Whenever I have a new group of students, I like finding out from my class what their motivations are for learning English.
Invariably, like the immutable hills of Rwanda, they always tell me that they want to learn English so as to communicate with the rest of East Africa, and the British Commonwealth.
Much of that communication would perhaps be restricted to business and social networking on Facebook. Indeed, this is a praiseworthy reason for it tells me as a teacher, that I have a group of students who see the need to learn English.
However, in learning English there have to be higher motivations for learning other than just wanting to communicate. Why do I say that?
Rwanda, unlike most other African countries has the unique advantage of having just one common language. That fact alone serves as a huge disincentive to learning anything new since everyone in the country can speak Kinyarwanda.
Then again, Kinyarwanda is a highly productive endogenous tongue, with an admirable capacity for accurate expression.
The added reason for wanting to learn English would therefore have to do with the learners being able to see themselves in the nature of the English world view itself.
They would want to become part of that world view, and contribute their own experiences to it. Before diving into a deeper explanation of the English world view let me define what a world view is.
A world view would be considered to be the way in which members of a linguistic community organize and conceptualize their cosmos. In layman terms, it would have to do with the way in which they think and act.
It encompasses what we sometimes call "our culture”. The layman’s definition is a tad simplistic but it will do for the purposes of this article.
Unlike Kinyarwanda, English left its origins in the British Isles long ago, and was embraced by huge parts of the globe, including what were parts of Britannia of the Seven Seas.
It is therefore current to think of English as a global language, a language that is rich, and capable of highly-defined nuance.
Due to Britain’s past political, economic, cultural and social forays into foreign shores, English was able to absorb diverse peoples, each of them in turn contributing to the pluralistic world view, inherent in the English-speaking community.
That is why for example, the Nigerian author Chinua Achebe, would feel comfortable writing in English. Or why his countryman, Wole Soyinka prefers English in his bid to explain the unfathomable depths and finer points of Yoruba mythology.
And so, coming back to my inquiry into the motivations for learning English, I think that all my potential students would do themselves a huge favour if they were to dig deeper into their souls to understand their own individual reasons.

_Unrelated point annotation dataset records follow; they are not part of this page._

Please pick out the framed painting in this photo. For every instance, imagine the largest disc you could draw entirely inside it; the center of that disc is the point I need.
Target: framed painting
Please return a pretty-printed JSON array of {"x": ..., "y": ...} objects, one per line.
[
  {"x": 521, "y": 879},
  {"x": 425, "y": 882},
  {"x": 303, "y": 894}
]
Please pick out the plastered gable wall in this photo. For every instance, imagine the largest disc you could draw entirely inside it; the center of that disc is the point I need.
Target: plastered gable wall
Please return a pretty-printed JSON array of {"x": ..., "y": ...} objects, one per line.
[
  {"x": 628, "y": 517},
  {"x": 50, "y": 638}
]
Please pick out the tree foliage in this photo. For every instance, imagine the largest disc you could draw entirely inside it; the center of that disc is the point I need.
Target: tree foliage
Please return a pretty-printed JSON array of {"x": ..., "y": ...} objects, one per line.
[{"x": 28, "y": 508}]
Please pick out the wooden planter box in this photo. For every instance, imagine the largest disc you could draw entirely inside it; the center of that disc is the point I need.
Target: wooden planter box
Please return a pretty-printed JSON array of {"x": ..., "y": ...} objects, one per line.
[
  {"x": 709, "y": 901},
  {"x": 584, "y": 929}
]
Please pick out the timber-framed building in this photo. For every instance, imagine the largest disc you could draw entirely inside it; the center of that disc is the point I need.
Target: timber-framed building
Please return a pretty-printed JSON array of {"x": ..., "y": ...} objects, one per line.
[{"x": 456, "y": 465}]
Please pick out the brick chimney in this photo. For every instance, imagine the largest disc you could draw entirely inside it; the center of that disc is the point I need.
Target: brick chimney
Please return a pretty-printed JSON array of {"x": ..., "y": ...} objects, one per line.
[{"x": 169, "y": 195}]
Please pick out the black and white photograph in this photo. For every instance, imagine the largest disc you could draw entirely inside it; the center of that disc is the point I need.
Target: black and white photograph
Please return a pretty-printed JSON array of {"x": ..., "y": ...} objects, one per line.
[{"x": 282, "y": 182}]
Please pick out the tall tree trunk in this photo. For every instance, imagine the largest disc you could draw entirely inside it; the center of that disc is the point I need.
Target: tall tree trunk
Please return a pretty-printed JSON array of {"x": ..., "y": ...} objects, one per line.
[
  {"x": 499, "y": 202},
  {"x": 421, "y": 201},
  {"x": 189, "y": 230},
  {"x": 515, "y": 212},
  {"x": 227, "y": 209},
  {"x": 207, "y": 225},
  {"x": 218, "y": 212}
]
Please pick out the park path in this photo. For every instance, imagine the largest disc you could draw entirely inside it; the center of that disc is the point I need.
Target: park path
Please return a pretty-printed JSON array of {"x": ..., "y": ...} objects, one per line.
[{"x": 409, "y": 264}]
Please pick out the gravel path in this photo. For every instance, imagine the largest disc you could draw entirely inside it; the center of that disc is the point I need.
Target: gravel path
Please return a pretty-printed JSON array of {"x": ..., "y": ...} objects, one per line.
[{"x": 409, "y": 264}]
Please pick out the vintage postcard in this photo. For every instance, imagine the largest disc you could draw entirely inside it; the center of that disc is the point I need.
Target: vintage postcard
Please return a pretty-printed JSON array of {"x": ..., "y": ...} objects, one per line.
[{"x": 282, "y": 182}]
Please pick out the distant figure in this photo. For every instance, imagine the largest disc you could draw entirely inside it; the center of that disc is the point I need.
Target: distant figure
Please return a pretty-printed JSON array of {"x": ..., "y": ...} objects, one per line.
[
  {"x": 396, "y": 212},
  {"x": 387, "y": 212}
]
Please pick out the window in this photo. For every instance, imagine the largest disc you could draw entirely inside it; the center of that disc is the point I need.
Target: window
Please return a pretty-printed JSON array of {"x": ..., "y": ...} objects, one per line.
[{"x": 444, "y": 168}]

For not only do they owe it to themselves to communicate with the rest of the English speaking world, but they also would have something unique to contribute to the human experience.
And perhaps a starting point would be in trying to understand something that was said by Albert Einstein that "a human being is part of the whole called by us the Universe. We experience ourselves, our thoughts and feelings as something separated from the
rest—a kind of optical delusion of consciousness. This delusion is a kind of prison for us, restricting us to our personal desires and to affection for a few persons nearest us. Our task must be to free ourselves from this prison by widening our circle of compassion to embrace all living creatures, and the whole of nature in its beauty.”
He was right. All things are relative and related. If we understand just how interrelated we all are, then we will find that our classes of English are fun, enjoyable and above all intellectually stimulating, for in the stories of the comprehension passages we will find mirrors into our very being.
In the comedy that is a Midsummer’s Night Dream we will read about the lengths that we can go in the search for love. We will find in the writings of Henry Wadsworth Longfellow the strength that can help in the midst of sorrow and in the poetry of Langston Hughes we will understand all about the audacity of hope long before it existed.
As a country, Rwanda does not owe its fame to its size but to its unique experiences. The will to survive and even thrive in spite of the past, the gracefulness of the Rwandan ballet that reminds us beauty can transcend adversity, the curves of a traditional basket, and the genteel feminine gait of a Rwandan belle should be interpreted in written form.
The stories of the thousand hills, of Mukaneza who wakes up early to feed her six children, and of Munyakazi who has to toil for a pittance under the scorching Kigali sun need to be heard.
For by doing this then, English will not be reduced to the level of a lingua franca, but will become a vehicle in which we convey the dimensions of our own consciousness, and hence our shared humanity.